If a is positive, then the value of b is:
a) 3/2
b) -1
c) 4
d) 5/2
How do I solve this question?
max value = a + b
min value = -a + b
so
b-a = 1
b+a = 4
---------
2 b = 5
To solve this question, we need to understand the properties of the sine function and how it affects the range of a function.
The sine function, sin(x), oscillates between -1 and 1. So, without any transformations, the range of the function y = sin(x) would be between -1 and 1.
In the given equation y = asin(x) + b, the constant term "b" shifts the entire graph vertically, but it does not affect the oscillation or amplitude of the function. The amplitude of the sine function remains as "a".
Given that the range of y is -1 ≤ y ≤ 4, it means that the minimum value of y is -1 and the maximum value of y is 4.

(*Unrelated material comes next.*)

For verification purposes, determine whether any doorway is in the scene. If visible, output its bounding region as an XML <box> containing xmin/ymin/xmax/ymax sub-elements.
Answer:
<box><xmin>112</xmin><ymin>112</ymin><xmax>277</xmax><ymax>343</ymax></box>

Now, let's consider two extreme cases to determine the range:
1. When sin(x) = -1, the lowest value of y would be:
y = asin(x) + b
-1 = a(-1) + b
-1 = -a + b
2. When sin(x) = 1, the highest value of y would be:
y = asin(x) + b
1 = a(1) + b
1 = a + b
From the above two equations, we can conclude that "a + b" gives us the maximum value of y, and "-a + b" gives us the minimum value of y.
Based on the range given (-1 ≤ y ≤ 4), we can write these two inequalities:
-1 ≤ -a + b ----- (1)
4 ≥ a + b ----- (2)
Now, since "a" is positive, we can multiply equation (1) by -1 to change the direction of the inequality sign:
1 ≥ a - b ----- (3)
By examining equations (2) and (3), we can see that the value of "b" must be within the range [1, 4].
Out of the answer options provided, the only value of "b" within this range is 4. Therefore, the correct answer is c) 4.